Stop a source component when a rule, schedule, or operator decision should stop all dependent processing. This is useful for maintenance windows, privacy periods, low-power modes, or temporary isolation of a faulty device.

03

Manual maintenance action

Expose a safe restart button for operators who need to recover a connector or source without direct OS access or full configuration permissions.

04

Scheduled availability

Combine this action with schedule rules when a component should run only during known operating hours, for example a discovery service, optional connector, or expensive external integration.

Operational notes

01

Stopping affects subscribers

Stopping a component stops its subscribers first. Dependent tasks or actions can stop, fail to start, or wait until the component is running again.

02

Starting can bring children online

Starting a component also attempts to start subscribers according to the same autostart handling. This can bring dependent tasks back online together with the source.

03

Persistent mode changes autostart

With Affect autostart state enabled, START and STOP use engine-level operations and persist the changed autostart flag. RESTART restarts the component but does not change its saved autostart value.

04

Runtime mode does not persist

With Affect autostart state disabled, START, STOP, and RESTART operate only on the current runtime state and do not persist component configuration.

05

Ignore auto-start only affects runtime start

Ignore auto-start state matters for runtime START. If disabled, a component with autostart off can refuse to start; if enabled, it starts for the current session.

06

No custom restart delay

This action has no configurable restart delay. The underlying component restart flow uses its default short delay before starting again.

07

System components may be protected

Persistent STOP can be unavailable for singleton or system components.

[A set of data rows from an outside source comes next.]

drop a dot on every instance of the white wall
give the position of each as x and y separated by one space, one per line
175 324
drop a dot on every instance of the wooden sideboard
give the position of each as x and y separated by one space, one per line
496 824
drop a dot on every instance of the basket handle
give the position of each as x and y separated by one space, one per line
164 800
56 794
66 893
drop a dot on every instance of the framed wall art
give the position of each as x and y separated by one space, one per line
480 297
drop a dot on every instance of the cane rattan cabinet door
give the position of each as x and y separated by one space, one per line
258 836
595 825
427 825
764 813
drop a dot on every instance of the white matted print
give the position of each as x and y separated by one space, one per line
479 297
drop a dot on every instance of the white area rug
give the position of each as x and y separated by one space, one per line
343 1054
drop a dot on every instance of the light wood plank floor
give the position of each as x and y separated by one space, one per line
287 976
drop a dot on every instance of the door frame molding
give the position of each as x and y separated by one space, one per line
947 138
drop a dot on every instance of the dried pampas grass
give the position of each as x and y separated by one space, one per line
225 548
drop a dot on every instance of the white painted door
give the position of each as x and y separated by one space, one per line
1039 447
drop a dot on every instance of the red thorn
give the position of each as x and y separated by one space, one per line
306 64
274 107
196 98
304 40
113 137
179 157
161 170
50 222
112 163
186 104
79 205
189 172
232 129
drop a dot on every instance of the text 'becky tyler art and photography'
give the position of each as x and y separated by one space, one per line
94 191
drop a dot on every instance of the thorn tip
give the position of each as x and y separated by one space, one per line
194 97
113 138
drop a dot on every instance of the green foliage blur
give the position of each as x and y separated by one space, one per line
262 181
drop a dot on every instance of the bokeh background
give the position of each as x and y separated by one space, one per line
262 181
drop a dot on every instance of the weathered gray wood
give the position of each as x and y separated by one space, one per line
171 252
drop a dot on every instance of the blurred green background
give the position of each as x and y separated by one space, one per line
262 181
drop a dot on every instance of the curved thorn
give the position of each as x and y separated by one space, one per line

Use it mainly for normal configurable components where stopping is an expected operation.

08

Terminal in task pipelines

When used inside a task pipeline, the action stops downstream processing after controlling the target component. Place it as a terminal control action unless stopping downstream processing is intentional.

09

Avoid restart loops

Avoid rules where a component restart immediately triggers another event that restarts the same component again. Add cooldowns, schedules, or Event Manager conditions around recovery rules.

10

Deleted targets require reconfiguration

If the selected component is deleted or unavailable, initialization fails and the action must be reconfigured with a valid target.